Trailer(s): LA PRÓFUGA DESDICHADA (Libro III)

sábado, 7 de marzo de 2009

LPD

NAINFITA PEINES Y LA PROFUGA DESDICHADA.

CAP 7.El hallazgo de Karkas.


El verano iba pasando en SppecialKa Ville, la residencia de Camelia Sangronia. Nainfita Peines se sentía genial, estaba aprendiendo hechizos, practicando, y aunque era menor de edad para prácticarlos en zona muggle, Camelia tenía la aprobación del Ministro y no recibiría ninguna penalización. Aparte, Nainfita estaba con dos chicos, los dos prefectos de Hufflepuff: Karkas y Anselmus, y eso le encantaba porque seguía creyendo que los dos estaban perdidamente enamorados de ella. Y logicamente, y viniendo de ella, se hacía lo hacía saber a Chewba K y a Dayana Uve por carta, aunque nunca les escribía "os echo de menos" y obviamente, quería que se murieran de envidia, de ahí que cuando Karkas sugirió a Camelia Sangronia que ellas dos tambien vinieran, Nainfita se negara en rotundo. Al fin y al cabo Nainfita era sincera en sus cartas, nunca pondría que las echa de menos si solo pensaba en sí misma.

Agosto acababa de llegar a SpeccialKa Ville, y Camelia paseaba por sus hermosos jardines (usurpados a unos magos injustamente por el Ministerio de Magia) con Karkas y Anselmus:

-Está haciendo grandes progresos-comentaba Camelia sobre Nainfita.
-¿Pero qué le está enseñando exactamente?-preguntó Karkas.
-Las maldiciones imperdonables, por supuesto-dijo Anselmus mientras Camelia sonreía malévolamente.

-Es solo una niña...
-Pero nunca viene mal estar preparada por si acecha el enemigo-cortó Camelia.
-¿Qué enemigo?-preguntaba curioso Karkas. El pobre prefecto no estaba tanto al día de los planes de Camelia, a diferencia de Anselmus, que era su mano derecha. Logicamente, Camelia decidió incluirlo como complice de sus fechorias porque un aliado mas supone mas ayuda.

-Karkas, ya te explicaré en otro momento todo lo que tienes que saber, pero aún es pronto.

-Anselmus, no te hagas el interesante. Estoy con vosotros, y me fastidia que no me conteis nada, parece que desconfiaras de mi.

-Karkas, en los tiempos que corren uno nunca sabe quien es amigo y quien enemigo-interrumpió Camelia Sangronia en la conversación de los prefectos.
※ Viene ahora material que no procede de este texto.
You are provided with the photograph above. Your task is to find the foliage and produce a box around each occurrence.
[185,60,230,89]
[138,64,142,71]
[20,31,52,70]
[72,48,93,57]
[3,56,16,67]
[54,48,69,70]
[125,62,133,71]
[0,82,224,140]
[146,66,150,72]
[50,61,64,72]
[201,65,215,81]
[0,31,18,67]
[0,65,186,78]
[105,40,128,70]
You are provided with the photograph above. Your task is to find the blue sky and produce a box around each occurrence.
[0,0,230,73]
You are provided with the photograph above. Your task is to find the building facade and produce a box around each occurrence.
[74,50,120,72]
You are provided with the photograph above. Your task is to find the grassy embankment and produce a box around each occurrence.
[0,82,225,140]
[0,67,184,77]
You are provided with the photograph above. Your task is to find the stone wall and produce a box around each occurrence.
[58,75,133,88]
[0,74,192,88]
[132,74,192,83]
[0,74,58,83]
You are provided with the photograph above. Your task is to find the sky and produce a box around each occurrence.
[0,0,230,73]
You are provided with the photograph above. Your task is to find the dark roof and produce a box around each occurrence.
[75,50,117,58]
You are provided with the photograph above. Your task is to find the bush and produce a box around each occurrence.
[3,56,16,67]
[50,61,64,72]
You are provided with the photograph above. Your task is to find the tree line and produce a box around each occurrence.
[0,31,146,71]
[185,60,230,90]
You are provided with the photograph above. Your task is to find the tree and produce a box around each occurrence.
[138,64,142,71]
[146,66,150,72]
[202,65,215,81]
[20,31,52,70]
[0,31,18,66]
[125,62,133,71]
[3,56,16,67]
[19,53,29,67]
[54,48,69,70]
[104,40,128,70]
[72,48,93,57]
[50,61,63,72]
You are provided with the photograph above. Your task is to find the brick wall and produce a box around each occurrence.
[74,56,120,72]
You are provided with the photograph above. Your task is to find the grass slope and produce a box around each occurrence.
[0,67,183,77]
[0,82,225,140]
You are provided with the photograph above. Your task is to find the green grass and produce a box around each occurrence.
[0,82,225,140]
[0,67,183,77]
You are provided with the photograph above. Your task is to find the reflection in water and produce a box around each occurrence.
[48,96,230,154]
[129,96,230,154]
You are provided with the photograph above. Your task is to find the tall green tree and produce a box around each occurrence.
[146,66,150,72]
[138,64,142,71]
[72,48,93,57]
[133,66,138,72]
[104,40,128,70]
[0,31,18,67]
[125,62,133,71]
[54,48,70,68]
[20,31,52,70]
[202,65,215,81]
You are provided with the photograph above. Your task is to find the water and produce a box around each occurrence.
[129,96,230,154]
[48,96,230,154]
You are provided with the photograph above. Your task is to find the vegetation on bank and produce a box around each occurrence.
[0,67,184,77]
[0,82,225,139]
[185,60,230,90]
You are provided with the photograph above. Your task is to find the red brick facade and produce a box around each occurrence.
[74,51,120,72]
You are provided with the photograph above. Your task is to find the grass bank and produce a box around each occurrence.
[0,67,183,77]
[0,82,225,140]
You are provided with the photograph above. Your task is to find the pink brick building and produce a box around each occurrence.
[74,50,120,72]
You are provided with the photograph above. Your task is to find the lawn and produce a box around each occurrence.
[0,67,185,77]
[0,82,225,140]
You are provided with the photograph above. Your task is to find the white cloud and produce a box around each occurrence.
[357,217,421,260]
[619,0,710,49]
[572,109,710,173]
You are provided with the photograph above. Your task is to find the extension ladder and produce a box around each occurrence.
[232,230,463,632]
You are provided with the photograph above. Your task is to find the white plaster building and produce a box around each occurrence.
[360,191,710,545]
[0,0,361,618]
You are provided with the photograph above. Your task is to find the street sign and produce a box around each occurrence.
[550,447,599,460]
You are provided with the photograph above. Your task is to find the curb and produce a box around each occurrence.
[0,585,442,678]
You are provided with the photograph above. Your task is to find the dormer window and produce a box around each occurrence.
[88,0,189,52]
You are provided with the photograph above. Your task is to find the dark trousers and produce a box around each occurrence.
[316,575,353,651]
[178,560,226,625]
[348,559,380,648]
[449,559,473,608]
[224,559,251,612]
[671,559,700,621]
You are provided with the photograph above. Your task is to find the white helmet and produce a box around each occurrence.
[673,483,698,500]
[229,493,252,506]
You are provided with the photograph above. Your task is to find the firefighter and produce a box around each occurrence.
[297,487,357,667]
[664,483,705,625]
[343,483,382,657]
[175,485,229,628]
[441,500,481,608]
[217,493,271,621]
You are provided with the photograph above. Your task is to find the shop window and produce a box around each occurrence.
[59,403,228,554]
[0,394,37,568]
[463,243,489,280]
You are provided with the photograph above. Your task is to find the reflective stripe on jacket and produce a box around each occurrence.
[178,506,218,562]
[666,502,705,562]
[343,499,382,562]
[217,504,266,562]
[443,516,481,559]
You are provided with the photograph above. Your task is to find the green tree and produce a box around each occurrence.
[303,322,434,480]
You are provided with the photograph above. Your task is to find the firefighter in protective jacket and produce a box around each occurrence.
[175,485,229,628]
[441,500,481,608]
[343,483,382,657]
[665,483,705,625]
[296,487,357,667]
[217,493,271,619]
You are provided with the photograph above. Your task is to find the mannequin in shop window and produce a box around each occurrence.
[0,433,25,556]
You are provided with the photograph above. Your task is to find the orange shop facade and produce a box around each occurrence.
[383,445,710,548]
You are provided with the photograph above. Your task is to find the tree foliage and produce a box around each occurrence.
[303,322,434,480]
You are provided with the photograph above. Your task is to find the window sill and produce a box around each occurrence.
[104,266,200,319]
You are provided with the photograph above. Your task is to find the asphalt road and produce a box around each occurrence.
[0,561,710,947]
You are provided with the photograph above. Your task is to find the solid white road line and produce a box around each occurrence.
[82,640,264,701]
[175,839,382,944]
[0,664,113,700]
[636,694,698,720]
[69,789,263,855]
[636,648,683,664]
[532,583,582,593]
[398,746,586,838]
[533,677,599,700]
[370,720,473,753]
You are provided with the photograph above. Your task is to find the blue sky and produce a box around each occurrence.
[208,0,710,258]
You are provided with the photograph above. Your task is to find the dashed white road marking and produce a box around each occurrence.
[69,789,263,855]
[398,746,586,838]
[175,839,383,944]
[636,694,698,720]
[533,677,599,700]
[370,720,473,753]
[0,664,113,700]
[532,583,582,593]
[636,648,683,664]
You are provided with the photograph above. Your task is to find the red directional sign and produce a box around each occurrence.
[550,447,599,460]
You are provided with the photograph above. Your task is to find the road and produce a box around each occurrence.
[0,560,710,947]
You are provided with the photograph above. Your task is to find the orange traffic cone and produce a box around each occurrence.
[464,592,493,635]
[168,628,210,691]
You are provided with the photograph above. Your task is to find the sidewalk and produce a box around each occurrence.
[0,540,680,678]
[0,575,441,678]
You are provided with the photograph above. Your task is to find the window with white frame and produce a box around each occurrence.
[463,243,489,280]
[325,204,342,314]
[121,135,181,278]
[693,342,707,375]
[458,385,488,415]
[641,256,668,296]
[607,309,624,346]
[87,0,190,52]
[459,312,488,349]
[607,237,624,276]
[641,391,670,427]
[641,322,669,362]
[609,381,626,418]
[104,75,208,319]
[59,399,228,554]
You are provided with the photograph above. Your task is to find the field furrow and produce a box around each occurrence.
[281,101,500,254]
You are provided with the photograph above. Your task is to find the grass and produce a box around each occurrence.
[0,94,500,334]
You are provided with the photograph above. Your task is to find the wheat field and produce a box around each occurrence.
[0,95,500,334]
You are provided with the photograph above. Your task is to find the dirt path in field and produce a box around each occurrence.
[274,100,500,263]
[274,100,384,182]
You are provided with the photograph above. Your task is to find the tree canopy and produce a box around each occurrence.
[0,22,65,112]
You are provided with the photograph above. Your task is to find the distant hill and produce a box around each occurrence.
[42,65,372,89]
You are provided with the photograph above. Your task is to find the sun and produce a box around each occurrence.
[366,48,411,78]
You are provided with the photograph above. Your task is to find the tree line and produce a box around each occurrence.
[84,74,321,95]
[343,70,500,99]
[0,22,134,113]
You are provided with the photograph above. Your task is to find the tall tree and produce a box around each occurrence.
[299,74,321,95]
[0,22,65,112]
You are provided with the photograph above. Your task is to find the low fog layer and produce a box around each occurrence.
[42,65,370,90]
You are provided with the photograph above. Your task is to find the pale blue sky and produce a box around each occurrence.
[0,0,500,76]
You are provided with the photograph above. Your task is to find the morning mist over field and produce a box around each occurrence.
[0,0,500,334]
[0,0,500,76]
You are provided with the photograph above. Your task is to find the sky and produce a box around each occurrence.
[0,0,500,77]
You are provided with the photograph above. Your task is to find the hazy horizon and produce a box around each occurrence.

-Pero excelencia, si Nainfita hace maldiciones imperdonables serán detectadas por el Ministerio de Magia y la juzgarán por ello.
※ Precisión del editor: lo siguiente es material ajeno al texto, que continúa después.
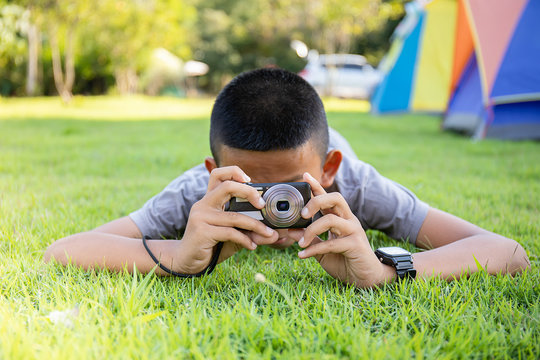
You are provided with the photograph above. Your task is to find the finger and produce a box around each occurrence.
[205,180,265,209]
[302,192,354,219]
[210,226,257,250]
[304,172,326,196]
[208,166,251,192]
[298,236,354,259]
[287,229,305,242]
[298,214,356,248]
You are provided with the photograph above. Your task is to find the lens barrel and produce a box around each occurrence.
[262,184,304,228]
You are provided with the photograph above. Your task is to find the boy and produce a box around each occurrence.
[45,69,529,287]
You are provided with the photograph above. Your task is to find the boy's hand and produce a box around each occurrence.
[175,166,278,274]
[298,173,396,288]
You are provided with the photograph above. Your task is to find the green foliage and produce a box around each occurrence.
[0,1,29,96]
[0,0,403,95]
[0,97,540,359]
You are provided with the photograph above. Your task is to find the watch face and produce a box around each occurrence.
[377,246,411,256]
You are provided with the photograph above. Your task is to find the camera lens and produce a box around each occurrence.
[276,200,290,211]
[261,184,304,228]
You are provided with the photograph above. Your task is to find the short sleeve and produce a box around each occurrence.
[336,158,429,244]
[129,165,209,239]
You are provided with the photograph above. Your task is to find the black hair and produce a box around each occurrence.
[210,68,328,163]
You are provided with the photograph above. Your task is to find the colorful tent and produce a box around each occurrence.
[371,0,460,113]
[443,0,540,139]
[372,0,540,139]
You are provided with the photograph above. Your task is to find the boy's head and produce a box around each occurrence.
[205,69,342,248]
[210,69,328,165]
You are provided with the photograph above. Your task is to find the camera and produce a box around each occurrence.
[227,182,312,229]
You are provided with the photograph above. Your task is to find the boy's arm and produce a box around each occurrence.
[298,174,529,287]
[44,216,196,275]
[44,166,278,275]
[413,208,530,278]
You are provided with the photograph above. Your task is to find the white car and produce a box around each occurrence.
[299,54,381,99]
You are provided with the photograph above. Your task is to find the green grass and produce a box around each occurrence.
[0,97,540,359]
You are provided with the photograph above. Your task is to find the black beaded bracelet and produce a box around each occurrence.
[142,236,223,278]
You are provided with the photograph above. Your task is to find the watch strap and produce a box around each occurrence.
[375,249,416,280]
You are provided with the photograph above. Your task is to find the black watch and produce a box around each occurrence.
[375,246,416,280]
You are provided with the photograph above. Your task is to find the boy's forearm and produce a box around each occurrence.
[413,234,530,280]
[44,231,179,275]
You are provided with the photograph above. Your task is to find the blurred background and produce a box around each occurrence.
[0,0,405,102]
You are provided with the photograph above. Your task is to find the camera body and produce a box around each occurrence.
[227,182,312,229]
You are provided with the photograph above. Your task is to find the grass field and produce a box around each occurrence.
[0,97,540,359]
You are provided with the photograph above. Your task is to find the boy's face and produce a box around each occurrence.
[205,141,341,249]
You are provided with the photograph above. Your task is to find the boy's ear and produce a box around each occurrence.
[204,157,218,173]
[321,150,343,188]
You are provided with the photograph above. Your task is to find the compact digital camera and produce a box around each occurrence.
[227,182,312,229]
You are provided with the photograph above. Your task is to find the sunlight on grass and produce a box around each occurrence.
[0,96,540,359]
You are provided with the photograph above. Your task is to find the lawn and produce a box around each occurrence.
[0,97,540,359]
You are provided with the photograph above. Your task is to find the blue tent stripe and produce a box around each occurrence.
[491,0,540,103]
[372,13,424,113]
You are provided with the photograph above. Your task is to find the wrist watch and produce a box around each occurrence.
[375,246,416,280]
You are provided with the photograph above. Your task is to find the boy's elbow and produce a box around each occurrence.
[508,239,531,275]
[43,239,67,264]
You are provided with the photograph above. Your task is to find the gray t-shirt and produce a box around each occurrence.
[129,129,429,244]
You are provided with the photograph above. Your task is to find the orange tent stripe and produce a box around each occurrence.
[450,0,474,94]
[467,0,527,101]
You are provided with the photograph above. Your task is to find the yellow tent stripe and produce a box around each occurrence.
[411,0,457,112]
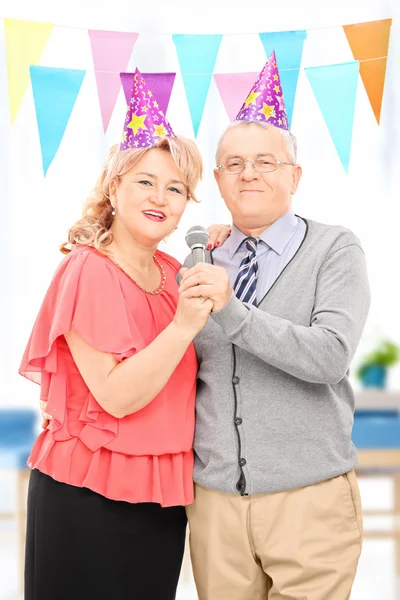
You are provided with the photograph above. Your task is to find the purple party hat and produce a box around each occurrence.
[119,69,175,150]
[235,51,289,129]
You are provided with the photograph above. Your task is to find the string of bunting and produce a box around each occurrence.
[0,19,392,174]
Anselmus y Camelia rieron de buena gana ante el desconcierto de Karkas.

-El Ministro nunca dirá nada.

-Pero aun asi es ilegal, no está permitido.

-Karkas, querido, la maldición imperius hace maravillas-rió Camelia.
-Pero pueden mandar la carta... sin que lo sepa el Ministro.
-Karkas, no te preocupes, tengo a alguien que intercepta todas las cartas que salen del Ministerio e incluso a otros que se inventan cosas para perjudicar a quien me conviene. Si una carta fuera a perjudicar a Nainfita, sería totalmente destruida.

Karkas estaba sorprendido del poder de Camelia Sangronia en el Ministerio. Si alguien sacaba eso a la luz iría directamente a Azkaban sin previo juicio.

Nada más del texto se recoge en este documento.